3. **Commit** — write a conventional commit message based on the staged diff:
   ```bash
   git commit -m "<type>: <description>"
   ```
   If precommit hooks modify files, re-stage with `git add -u` and retry (up to 3 times).

### Step 3: Ensure Feature Branch

1. **Check current branch** — run `git branch --show-current`.
2. **If on `$BASE_BRANCH`**, create a feature branch:
   - Analyze the commits/changes to pick a descriptive name (e.g., `feat/add-auth`, `fix/login-bug`)
   - Run `git checkout -b <branch-name>`
3. **If on a different branch**, check whether the branch has PR-worthy commits vs `$BASE_BRANCH`:
   - Run `git log $BASE_BRANCH..HEAD --oneline`
   - If there are commits, use the current branch as-is
   - If there are NO commits (branch is at same point as base), this means something went wrong — investigate and fix

### Step 4: Sync with Base Branch

1. **Fetch latest** — run `git fetch origin $BASE_BRANCH`
2. **Check for divergence** — run `git log HEAD..origin/$BASE_BRANCH --oneline`
3. **Rebase if needed** — if the base branch has new commits:
   a. Run `git rebase origin/$BASE_BRANCH`
   b. If conflicts arise, surface them to the user — show both sides and ask which to keep. Do not silently resolve.
   c. After resolving, `git add <file>` and `git rebase --continue`

### Step 5: Push

Push the branch to remote:
```bash
git push -u origin HEAD
```
If the push is rejected (e.g., diverged history after rebase), use `git push --force-with-lease -u origin HEAD`.

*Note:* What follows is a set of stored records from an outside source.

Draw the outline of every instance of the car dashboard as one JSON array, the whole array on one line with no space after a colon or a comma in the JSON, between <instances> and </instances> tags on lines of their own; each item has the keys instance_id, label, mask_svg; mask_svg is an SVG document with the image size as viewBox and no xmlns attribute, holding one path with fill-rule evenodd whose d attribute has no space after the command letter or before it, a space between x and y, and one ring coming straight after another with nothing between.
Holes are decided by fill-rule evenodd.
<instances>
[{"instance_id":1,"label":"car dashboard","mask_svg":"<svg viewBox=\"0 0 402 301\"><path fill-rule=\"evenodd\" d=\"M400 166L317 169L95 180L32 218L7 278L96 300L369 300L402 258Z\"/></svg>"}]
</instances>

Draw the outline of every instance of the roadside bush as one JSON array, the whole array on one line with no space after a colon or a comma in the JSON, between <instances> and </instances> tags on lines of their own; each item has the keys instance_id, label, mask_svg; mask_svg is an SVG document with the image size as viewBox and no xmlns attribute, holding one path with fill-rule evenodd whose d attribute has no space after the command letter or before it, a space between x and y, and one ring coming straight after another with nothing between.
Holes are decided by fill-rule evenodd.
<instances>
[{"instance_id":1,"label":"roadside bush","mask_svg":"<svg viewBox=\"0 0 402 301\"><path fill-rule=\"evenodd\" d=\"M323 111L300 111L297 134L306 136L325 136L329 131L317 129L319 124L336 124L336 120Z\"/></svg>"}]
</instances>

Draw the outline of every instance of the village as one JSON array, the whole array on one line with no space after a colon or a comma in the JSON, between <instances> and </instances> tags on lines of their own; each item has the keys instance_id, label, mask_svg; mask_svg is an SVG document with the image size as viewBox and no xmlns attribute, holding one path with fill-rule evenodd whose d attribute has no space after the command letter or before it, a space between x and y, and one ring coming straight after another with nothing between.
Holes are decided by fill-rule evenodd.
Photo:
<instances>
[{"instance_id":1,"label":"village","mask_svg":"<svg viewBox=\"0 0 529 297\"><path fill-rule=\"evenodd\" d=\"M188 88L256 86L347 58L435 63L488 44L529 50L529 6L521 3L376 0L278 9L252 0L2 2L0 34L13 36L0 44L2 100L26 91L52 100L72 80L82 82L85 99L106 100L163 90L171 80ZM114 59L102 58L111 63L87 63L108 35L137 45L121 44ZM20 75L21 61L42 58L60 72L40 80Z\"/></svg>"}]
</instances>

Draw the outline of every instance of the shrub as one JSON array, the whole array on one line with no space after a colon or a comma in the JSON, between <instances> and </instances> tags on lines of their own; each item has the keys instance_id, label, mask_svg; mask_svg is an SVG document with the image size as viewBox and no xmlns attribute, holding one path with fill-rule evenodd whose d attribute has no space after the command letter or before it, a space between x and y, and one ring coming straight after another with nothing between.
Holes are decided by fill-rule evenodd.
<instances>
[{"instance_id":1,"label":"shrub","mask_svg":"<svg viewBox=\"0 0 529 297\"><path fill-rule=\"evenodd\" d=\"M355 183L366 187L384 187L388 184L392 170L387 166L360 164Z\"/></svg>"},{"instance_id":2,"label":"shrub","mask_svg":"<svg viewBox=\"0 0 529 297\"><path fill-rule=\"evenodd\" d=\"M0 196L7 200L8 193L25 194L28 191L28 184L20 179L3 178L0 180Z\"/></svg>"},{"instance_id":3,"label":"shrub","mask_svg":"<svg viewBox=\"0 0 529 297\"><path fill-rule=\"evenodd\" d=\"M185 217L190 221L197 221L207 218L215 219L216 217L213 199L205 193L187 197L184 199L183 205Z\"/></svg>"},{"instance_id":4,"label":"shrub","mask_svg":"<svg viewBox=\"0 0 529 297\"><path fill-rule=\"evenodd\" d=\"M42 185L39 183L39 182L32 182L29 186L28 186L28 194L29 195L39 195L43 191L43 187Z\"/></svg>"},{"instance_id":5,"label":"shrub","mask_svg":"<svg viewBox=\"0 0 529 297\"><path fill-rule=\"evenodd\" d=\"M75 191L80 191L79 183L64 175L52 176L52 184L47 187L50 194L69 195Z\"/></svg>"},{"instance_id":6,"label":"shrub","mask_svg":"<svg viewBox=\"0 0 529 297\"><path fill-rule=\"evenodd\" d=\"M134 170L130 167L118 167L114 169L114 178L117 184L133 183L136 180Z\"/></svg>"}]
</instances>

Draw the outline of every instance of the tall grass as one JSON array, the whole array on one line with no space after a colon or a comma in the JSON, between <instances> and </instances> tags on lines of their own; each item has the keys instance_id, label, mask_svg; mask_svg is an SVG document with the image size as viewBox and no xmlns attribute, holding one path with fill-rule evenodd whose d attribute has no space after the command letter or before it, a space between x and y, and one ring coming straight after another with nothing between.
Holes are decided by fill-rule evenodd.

### Step 6: Analyze Changes and Draft PR

1. **Analyze** — run these in parallel:
   - `git log $BASE_BRANCH..HEAD --oneline` — all commits
   - `git diff $BASE_BRANCH...HEAD --stat` — files changed summary
   - `git diff $BASE_BRANCH...HEAD` — full diff
2. **Check PR size** — if >500 lines changed, warn the user but continue.
3. **Draft title** — under 70 characters, conventional prefix (`feat:`, `fix:`, `refactor:`, `docs:`, `chore:`).
4. **Draft body** using this template:

```
## Summary
<1-5 bullet points explaining what changed and WHY>

## Changes
<Categorized list of what was modified — group by area/concern>

## Diagrams
<OPTIONAL — include Mermaid diagrams when visual aids clarify workflow or architecture changes>

## Test Plan
<How the changes were verified — manual testing steps, automated tests run, curl commands, etc.>
```

Guidelines:
- Explain *why*, not just *what*
- For WIP PRs, use the `--draft` flag instead of `[WIP]` prefix
- Include Mermaid diagrams when they clarify workflows or architecture
- Do NOT include any "Generated with Claude Code" footer or bot attribution
- Do NOT include `Co-Authored-By` lines

### Step 7: Create the PR

Write body to a temp file and create the PR:

```bash
cat > /tmp/pr_body.md <<'EOF'
## Summary
...

## Changes
...

## Test Plan
...
EOF
gh pr create --title "the pr title" --base $BASE_BRANCH --body-file /tmp/pr_body.md
```

**Optional flags:**
- WIP/draft: add `--draft`
- Reviewers: add `--reviewer <handle>`
- Assignees: add `--assignee <handle>`

**Do NOT add:**
- `--author` flag (gh uses the authenticated user automatically)
- Any `Co-Authored-By` trailer
- Any "Generated with Claude Code" footer

### Step 8: Report

- Return the PR URL so the user can review it
- If `gh pr create` fails, diagnose the error and retry with fixes

---

## Best Practices

**Commit History:** If the commit history is messy, suggest rebasing to clean it up before creating the PR.

**Feedback Requests:** If the user mentions wanting specific feedback, add a "Feedback Requested" section to the body.

**Screenshots:** For frontend changes, remind the user to add screenshots or recordings to the PR after creation.